The cryptocurrency world is so magical, turning 100,000 into 10 million in just a few years!

In the face of challenges and losses in cryptocurrency trading, you have deeply recognized the problems and have tried to summarize the reasons for the losses. This is a very important self-reflection process. Here are some suggestions that may help you get out of the 'obsession' state and gradually move towards rational investment:

1. **Create and adhere to a trading plan**: Before each trade, clarify your entry reasons, target price, and stop-loss points. Execute strictly according to the plan to avoid emotional trading.

2. **Risk control**: Prioritize fund management and avoid heavy trading. You can adopt a fixed percentage principle, such as investing only a certain percentage (e.g., 2%) of your funds in each trade, ensuring that you can retain most of your capital even after consecutive losses.

3. **Be patient**: As you have summarized, market conditions take time to develop. Learn to wait for the best entry timing instead of frequent trading. Patience is an important quality for traders.

4. **Learning and review**: Continuously learn market analysis techniques, understand the application of market sentiment and technical indicators.

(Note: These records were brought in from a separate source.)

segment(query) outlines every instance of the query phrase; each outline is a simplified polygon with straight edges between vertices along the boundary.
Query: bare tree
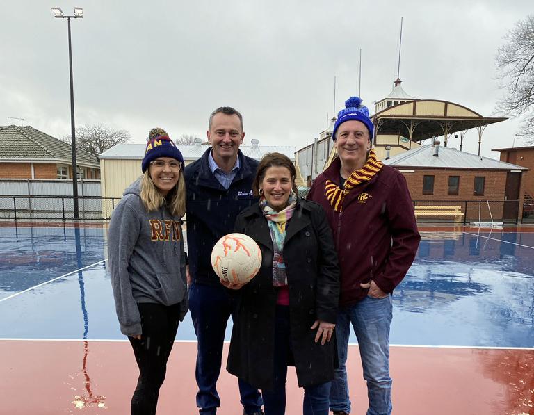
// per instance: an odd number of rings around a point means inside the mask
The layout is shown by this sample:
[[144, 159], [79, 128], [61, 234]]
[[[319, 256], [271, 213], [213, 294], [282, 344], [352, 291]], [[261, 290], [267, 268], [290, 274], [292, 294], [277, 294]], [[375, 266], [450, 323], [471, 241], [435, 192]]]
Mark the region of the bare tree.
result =
[[[76, 127], [76, 147], [88, 153], [98, 156], [115, 144], [129, 143], [131, 136], [126, 130], [116, 130], [103, 125], [82, 125]], [[70, 143], [71, 137], [65, 136], [62, 140]]]
[[195, 144], [195, 140], [199, 138], [193, 134], [184, 133], [175, 140], [175, 144]]
[[534, 143], [534, 14], [516, 23], [499, 48], [496, 63], [499, 87], [505, 90], [496, 112], [503, 116], [524, 116], [517, 135]]

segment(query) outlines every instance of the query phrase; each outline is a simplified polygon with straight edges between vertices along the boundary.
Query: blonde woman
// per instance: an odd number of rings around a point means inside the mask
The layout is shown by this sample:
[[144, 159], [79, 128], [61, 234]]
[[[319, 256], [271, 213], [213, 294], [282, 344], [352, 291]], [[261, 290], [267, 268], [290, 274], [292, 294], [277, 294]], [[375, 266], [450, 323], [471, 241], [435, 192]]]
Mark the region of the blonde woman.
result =
[[143, 175], [124, 190], [109, 224], [117, 316], [140, 371], [132, 415], [156, 414], [178, 324], [188, 310], [180, 220], [186, 210], [184, 158], [167, 136], [151, 130]]

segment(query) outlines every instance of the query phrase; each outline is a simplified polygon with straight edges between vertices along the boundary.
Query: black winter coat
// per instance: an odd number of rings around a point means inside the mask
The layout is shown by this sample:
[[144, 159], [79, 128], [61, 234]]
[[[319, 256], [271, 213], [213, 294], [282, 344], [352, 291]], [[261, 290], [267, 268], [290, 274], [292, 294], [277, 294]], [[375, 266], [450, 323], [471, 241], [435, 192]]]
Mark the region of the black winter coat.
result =
[[[254, 387], [271, 389], [277, 291], [273, 285], [273, 242], [259, 204], [238, 215], [234, 231], [256, 241], [263, 259], [258, 274], [236, 294], [240, 302], [227, 368]], [[297, 379], [300, 387], [320, 384], [334, 378], [337, 367], [335, 336], [321, 345], [320, 341], [315, 343], [316, 329], [310, 327], [316, 320], [336, 323], [337, 254], [324, 211], [314, 202], [298, 198], [286, 232], [282, 257]]]

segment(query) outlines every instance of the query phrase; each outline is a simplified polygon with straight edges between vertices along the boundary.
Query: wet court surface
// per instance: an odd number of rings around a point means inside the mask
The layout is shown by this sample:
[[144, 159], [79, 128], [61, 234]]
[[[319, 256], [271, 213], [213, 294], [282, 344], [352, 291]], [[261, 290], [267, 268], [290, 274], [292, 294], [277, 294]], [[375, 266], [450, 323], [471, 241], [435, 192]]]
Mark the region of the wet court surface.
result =
[[[3, 225], [0, 414], [128, 413], [137, 368], [106, 273], [107, 229]], [[394, 295], [394, 413], [534, 414], [534, 229], [421, 230]], [[195, 341], [188, 314], [159, 414], [197, 413]], [[352, 413], [364, 414], [366, 386], [350, 343]], [[288, 382], [286, 413], [302, 413], [293, 369]], [[218, 414], [240, 414], [236, 382], [224, 369], [218, 389]]]

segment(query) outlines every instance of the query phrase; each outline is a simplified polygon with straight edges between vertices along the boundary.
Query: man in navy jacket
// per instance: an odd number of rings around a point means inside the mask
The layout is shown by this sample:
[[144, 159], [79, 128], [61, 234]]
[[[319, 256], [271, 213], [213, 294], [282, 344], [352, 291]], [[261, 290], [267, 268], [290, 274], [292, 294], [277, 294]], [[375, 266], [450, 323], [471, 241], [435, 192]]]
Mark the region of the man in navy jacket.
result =
[[[195, 377], [200, 415], [215, 414], [220, 406], [216, 384], [222, 345], [228, 318], [234, 318], [236, 309], [236, 300], [227, 296], [211, 268], [211, 250], [232, 233], [237, 214], [257, 202], [252, 184], [258, 162], [239, 149], [245, 137], [241, 114], [227, 106], [217, 108], [210, 115], [207, 135], [211, 147], [184, 172], [189, 310], [198, 341]], [[241, 380], [238, 384], [243, 414], [263, 414], [258, 390]]]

Additionally, after each trade, regardless of profit or loss, conduct a review to understand the underlying logic and continuously optimize your trading strategy.

5. **Emotional management**: Recognize the impact of emotional fluctuations on decision-making during trading, and learn to remain calm throughout the trading process. You can adjust your emotions through meditation, exercise, and other methods to avoid impulsive trading.

6. **Set profit and loss limits**: Set an acceptable maximum loss limit for yourself. When this limit is reached, stop trading and reassess your strategy. At the same time, have a reasonable exit strategy for profits to avoid giving back gains.

7. **Diversify investments**: Do not put all your eggs in one basket. Properly diversifying your investments can reduce the risks associated with a single asset.

8. **Long-term perspective**: Consider adopting a long-term investment strategy, such as dollar-cost averaging in Bitcoin or other potential cryptocurrencies, to reduce the impact of short-term fluctuations and use time to create space.

Remember, cryptocurrency trading is a high-risk area, and the pursuit of quick wealth often comes with significant risks.

Establishing a sustainable investment strategy that suits you is the long-term solution. At the same time, maintain a sense of awe towards the market, continuously learn, and treat learning rationally!